We found a range of literature concerning the merits of different educational approaches.20,21 A critical issue is the link between knowledge and practice — what health professionals know and what they do; health professionals' knowledge does not necessarily translate into practice. Lack of high quality medical advice may be the result of a combination of low competence, poor individual motivation set in a healthcare context which is not conducive to improvement.22 Observations from the IPCRG faculty which complement the literature review are given in Box 3.

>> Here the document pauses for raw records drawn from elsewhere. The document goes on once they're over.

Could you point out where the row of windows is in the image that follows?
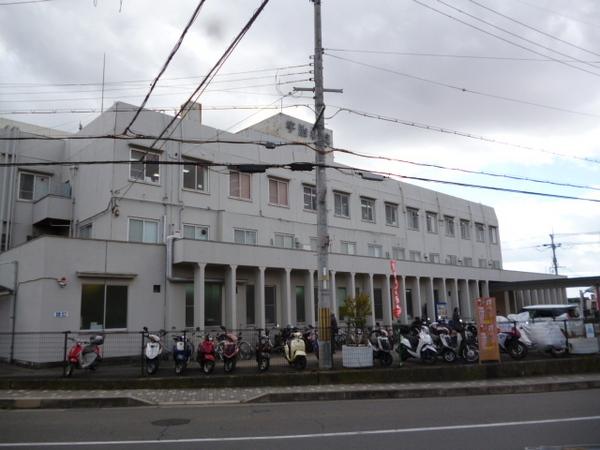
[130,150,498,244]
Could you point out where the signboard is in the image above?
[475,297,500,362]
[390,259,402,319]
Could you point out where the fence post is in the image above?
[63,331,70,377]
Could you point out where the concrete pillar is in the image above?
[254,267,266,328]
[281,267,294,325]
[304,270,316,325]
[194,264,206,332]
[225,265,238,330]
[382,275,394,326]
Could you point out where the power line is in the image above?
[469,0,600,56]
[325,52,600,118]
[123,0,206,134]
[328,106,600,164]
[413,0,600,77]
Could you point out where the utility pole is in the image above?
[542,234,562,275]
[294,0,343,369]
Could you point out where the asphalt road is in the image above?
[0,390,600,450]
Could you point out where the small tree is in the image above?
[340,293,372,344]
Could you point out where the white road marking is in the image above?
[0,416,600,448]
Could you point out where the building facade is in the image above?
[0,103,566,346]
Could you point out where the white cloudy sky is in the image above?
[0,0,600,292]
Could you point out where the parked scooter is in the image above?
[498,323,527,359]
[256,328,273,372]
[173,334,194,375]
[196,334,217,375]
[369,323,394,367]
[283,325,306,370]
[221,326,240,373]
[396,320,437,364]
[65,335,104,377]
[143,327,165,375]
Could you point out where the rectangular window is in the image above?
[444,216,455,237]
[385,203,398,227]
[392,247,406,260]
[129,149,160,184]
[273,233,295,248]
[229,171,251,200]
[269,178,289,206]
[408,250,421,262]
[79,223,92,239]
[488,226,498,244]
[183,224,208,241]
[246,284,256,325]
[129,219,158,244]
[460,219,471,240]
[425,211,437,234]
[360,197,375,222]
[303,184,317,211]
[81,284,127,330]
[475,222,485,242]
[296,286,306,323]
[341,241,356,255]
[367,244,383,258]
[406,208,419,230]
[19,172,50,200]
[233,228,256,245]
[333,192,350,217]
[183,158,208,192]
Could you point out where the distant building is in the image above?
[0,103,566,362]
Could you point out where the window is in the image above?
[81,284,127,330]
[233,228,256,245]
[367,244,383,258]
[460,219,471,240]
[183,224,208,241]
[129,149,160,184]
[475,222,485,242]
[304,184,317,211]
[273,233,294,248]
[408,250,421,262]
[183,158,208,192]
[360,197,375,222]
[446,255,458,266]
[296,286,306,323]
[333,192,350,217]
[129,219,158,244]
[488,226,498,244]
[19,172,50,200]
[385,203,398,227]
[341,241,356,255]
[444,216,455,237]
[406,208,419,230]
[425,211,437,234]
[79,223,92,239]
[392,247,406,259]
[429,253,440,264]
[229,171,251,200]
[269,178,288,206]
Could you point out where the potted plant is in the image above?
[340,293,373,367]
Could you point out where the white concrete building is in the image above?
[0,103,566,346]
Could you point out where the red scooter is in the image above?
[65,335,104,377]
[196,334,217,375]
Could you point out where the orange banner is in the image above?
[475,297,500,362]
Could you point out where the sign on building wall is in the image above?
[475,297,500,362]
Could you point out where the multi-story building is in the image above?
[0,103,565,344]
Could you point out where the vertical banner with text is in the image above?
[476,297,500,362]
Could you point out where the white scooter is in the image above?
[143,327,165,375]
[396,324,437,364]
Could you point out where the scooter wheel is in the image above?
[202,361,215,375]
[380,352,394,367]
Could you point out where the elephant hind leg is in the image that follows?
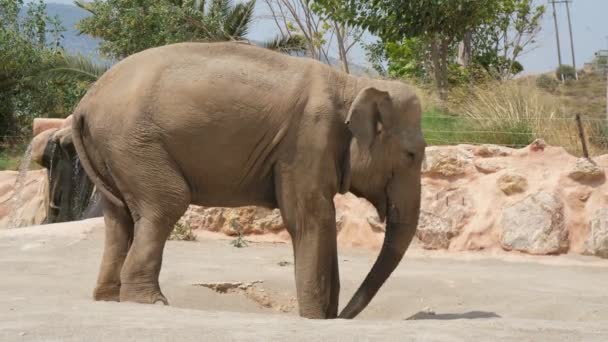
[93,200,133,301]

Education and continuing medical education

Education — including face-to-face teaching in small groups, seminars, interactive discussion or lectures — is often based on the premise of ‘transferring knowledge to practising professionals with an aim to change their practice’.23 Educational meetings alone, however, are unlikely to be effective in changing complex behaviours of healthcare professionals.24 Rigorous evaluation of standardised educational interventions are uncommon,25 and a systematic review of the effectiveness of continuing medical education (principally small group interactive seminars for general practitioners) in improving outcomes for patients with asthma was inconclusive.26

In contrast, a recent trial has shown that multifaceted educational programmes (or ‘blended learning’) which is sensitive to local circumstances and designed to build clinicians' sense of importance about change (‘why’) as well as their confidence to achieve change (‘how’) can reduce antibiotic prescriptions in primary care.27

Audit and feedback

Similarly, educational interventions may be more effective in improving professional practice and healthcare outcomes in combination with strategies such as audit and feedback, although the effects are variable28 and the benefits likely to be small in scale.24 Clinical audit in the context of diagnostic care provided to patients suspected of tuberculosis in a resource-poor setting was effective in improving quality when integrated with other health improvement programmes.29,30

Examples in the context of primary care management of respiratory conditions include a case study of audit and education which reduced technical errors in the performance of spirometry (and subsequent referrals) in a single general practice.31 Similarly, audit and feedback in the context of practice development plans produced improvements in the management of acute asthma.32 Audit and practice development underpins the Primary Care Respiratory Society UK's Quality Practice Award.33

Educational outreach and local opinion leaders

Educational outreach, defined as a ‘visit by a trained person to a health professional in his/her own setting’ in order to influence professional practice23 has been demonstrated to be an effective strategy to achieve small changes in practice;23,34 for example, in changing prescribing behaviours in primary care.35 Local opinion leaders are health professionals recognised by peers as ‘educationally influential’ who can, through education or supervision, influence the clinical behaviour of colleagues.23 One of the difficulties with this strategy is that it can prove difficult to identify effective local opinion leaders.35 Interventions are generally small scale and potentially use a disproportionate amount of resources.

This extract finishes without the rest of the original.